[lbo-talk] negligible and stupid

Michael Pollak mpollak at panix.com
Thu Mar 5 10:20:06 PST 2009


On Thu, 5 Mar 2009, Doug Henwood wrote:


> The political scientists say there was little difference in the parties'
> voting records in Congress in the 1950s and 1960s. That started changing
> in the 1980s, as the Reps moved further to the right and the Southern
> Dems finally left the party. (Phil Gramm switched in 1983.)

Exactly. It was all about the switch of the super conservative southern bloc from one party to another. They didn't change their views, but their parties.

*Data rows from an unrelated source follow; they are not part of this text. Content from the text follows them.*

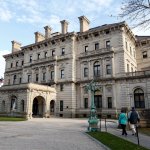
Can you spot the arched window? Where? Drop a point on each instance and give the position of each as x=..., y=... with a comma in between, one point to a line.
x=13, y=103
x=96, y=69
x=139, y=98
x=3, y=106
x=22, y=106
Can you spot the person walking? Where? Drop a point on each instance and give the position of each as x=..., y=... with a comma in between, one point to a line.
x=123, y=121
x=133, y=118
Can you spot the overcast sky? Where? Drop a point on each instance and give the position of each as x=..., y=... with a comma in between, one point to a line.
x=19, y=19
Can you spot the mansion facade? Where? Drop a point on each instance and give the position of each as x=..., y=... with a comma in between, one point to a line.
x=48, y=77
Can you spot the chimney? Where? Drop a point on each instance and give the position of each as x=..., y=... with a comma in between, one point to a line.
x=16, y=46
x=39, y=37
x=84, y=23
x=47, y=31
x=64, y=26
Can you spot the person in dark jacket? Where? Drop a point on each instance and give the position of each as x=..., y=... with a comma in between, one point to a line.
x=123, y=121
x=133, y=118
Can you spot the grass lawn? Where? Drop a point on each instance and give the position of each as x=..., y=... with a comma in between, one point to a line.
x=12, y=119
x=145, y=131
x=114, y=142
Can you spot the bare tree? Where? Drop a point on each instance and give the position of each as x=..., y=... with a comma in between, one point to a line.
x=137, y=12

What masked this is that it took 30 years because of seniority (which meant a lot more then) and the fanatical one-party loyalty that was (and is) the norm in the South, where to be for the other side was treason that would hurt your business. The Repugs took ever presidential contest starting with Goldwater. But at the end of the 90s, the Senate caucus of the 11 states of the confederacy was still 14-8 Democratic. Big changes took place in party loyalty during the 80s; Reagan was a major cause of it: people trusted him -- and it all finally reached the tipping point in the 1992 elections.

(FWIW, by far my favorite book on this is _The Rise of the Southern Republicans_ by Earle and Merle Black.)

So it was a long hard slog that took decades to complete. But IMHO that tectonic movement beneath the surface is the major factor that changed the party system. It caused ideological changes rather than the other way around.